В наше время здесь расположен один из передовых в районе совхоз «Ошевенский». Ведётся новое строительство, особенно в деревне Ширяиха. Рабочие совхоза построили для себя новые благоустроенные дома, некоторые – по типовым проектам. Старый Ошевенск постепенно теряет свой патриархальный вид. Тут уж ничего не поделаешь – веяние времени.
...Но вернёмся в дедовский дом. Утром нас будил пастуший рожок. Он резкими переливами гудел перед окнами. Потом звук рожка удалялся – пастух проходил дальше, вдоль порядка изб. На его «музыку» изо всех дворов бежали коровы, бычки, телята. Стадо пылило по дороге на поскотину.
В окно заглядывало раннее солнце. Из кухни доносилось шипение масла – бабушка пекла овсяные блины. Дети умывались из медного рукомойника и усаживались вокруг стола. Бабушка снимала со сковороды испечённый блин, и к нему сразу тянулась детская рука. Блины брали по очереди, по «солнышку», ели их с мелко нарубленными солёными рыжиками, со сметаной, топлёным маслом, с ягодами в молоке. Вкуснее еды я не знавал.
После завтрака дети уходили на улицу играть, в избе оставалась старшая сестра Маша. Она помогала бабушке прибираться и мыть посуду.
Ошевенские мальчишки целыми днями бродили с удочками на реке, ловили на отмелях пескарей, а возле мельничной плотины – хариусов и ельцов. Мельница тогда ещё работала. В ней вовсю шумели жернова. Мужики таскали с улицы от подвод мешки с зерном. Мельник, весь белый, в муке от головы до пят, распоряжался, указывая мужикам, куда заносить и класть мешки.
Чуть выше мельницы на левом берегу раскинулась старинная сосновая роща, не очень большая, чистая и тенистая. Мы любили бродить под высокими столетними соснами. Даже при слабом ветре они тихонько помахивали мохнатыми ветками и шумели мягко, чуть вкрадчиво. Однажды, когда я бродил тут с удочкой в тёплый летний день, то остановился под сосной, протянувшей над берегом почти к самой воде свои корявые и пушистые игольчатые ветки со старыми растопыренными шишками. Прислушался: ветер налетал порывами, то усиливался, то замирал, и сосна отзывалась на него своим тихим, трудно передаваемым шумом. И вот в этот её шум вплелся какой-то другой звук – низкий, басовитый и мягкий. Я не сразу понял, откуда он. И догадался, когда увидел возле ног, в венчике цветка, большого мохнатого шмеля с полосатой спинкой. Непонятный шум исходил от него и сливался с шумом сосны в одну трогательную, вкрадчивую мелодию...

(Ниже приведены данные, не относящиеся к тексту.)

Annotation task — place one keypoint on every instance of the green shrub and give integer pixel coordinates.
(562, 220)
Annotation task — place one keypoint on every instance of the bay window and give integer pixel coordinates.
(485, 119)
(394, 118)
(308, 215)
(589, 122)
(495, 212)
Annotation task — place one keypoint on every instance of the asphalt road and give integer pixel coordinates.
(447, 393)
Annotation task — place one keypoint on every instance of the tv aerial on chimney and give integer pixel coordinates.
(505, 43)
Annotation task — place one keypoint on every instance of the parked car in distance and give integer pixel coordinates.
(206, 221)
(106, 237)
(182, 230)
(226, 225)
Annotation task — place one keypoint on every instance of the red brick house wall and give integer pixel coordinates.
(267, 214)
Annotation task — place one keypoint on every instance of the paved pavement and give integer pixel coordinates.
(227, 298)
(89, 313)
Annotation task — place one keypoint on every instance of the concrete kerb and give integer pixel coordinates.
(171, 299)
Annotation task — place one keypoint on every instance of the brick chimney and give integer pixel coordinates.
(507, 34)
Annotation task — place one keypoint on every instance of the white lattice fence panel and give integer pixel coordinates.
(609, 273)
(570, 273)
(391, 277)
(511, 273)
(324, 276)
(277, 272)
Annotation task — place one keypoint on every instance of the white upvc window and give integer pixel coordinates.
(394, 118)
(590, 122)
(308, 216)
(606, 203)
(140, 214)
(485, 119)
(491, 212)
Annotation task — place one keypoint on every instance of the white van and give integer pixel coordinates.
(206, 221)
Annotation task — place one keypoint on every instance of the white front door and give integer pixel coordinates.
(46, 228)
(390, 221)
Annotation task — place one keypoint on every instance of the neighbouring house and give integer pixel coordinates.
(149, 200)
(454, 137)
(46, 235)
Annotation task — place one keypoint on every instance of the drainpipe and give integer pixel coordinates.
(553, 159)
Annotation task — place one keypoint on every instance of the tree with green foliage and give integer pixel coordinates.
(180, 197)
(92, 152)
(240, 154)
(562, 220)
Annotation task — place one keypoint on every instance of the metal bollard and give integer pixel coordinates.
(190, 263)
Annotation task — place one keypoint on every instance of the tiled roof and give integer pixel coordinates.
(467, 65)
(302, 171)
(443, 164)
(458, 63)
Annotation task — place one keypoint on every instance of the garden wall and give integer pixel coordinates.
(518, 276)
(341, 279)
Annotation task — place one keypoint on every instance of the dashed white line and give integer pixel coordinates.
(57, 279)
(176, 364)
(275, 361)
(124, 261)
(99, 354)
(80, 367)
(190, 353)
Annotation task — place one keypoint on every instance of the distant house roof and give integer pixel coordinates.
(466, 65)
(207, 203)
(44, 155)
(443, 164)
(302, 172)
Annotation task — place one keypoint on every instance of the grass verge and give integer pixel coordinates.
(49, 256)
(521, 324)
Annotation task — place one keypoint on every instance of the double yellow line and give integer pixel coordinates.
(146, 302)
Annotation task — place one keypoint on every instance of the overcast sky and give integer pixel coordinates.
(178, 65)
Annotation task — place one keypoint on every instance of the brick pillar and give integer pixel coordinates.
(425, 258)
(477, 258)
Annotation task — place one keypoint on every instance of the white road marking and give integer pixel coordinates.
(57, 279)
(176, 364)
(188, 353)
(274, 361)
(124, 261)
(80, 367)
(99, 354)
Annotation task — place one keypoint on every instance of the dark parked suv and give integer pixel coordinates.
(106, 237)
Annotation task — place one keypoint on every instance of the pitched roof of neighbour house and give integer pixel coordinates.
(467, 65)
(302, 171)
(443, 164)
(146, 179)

По воскресеньям в роще гуляла молодёжь парочками. Напротив рощи было очень удобное место для купания. Дети постарше выплывали на плоту на середину речки и ныряли в прохладные воды Чурьеги. Дно было чистым, песчаным.
На правом берегу реки, напротив рощи, раскинулся обширный луг, на краю которого стояла кузница. В далёкие уже теперь довоенные годы мы, мальчишки, любили смотреть, как работал кузнец. Широкоплечий, бородатый, в кожаном фартуке, он ловко выхватывал клещами из горна раскалённый кусок железа, клал его на наковальню и ударами молота превращал в подкову или шкворень для телеги.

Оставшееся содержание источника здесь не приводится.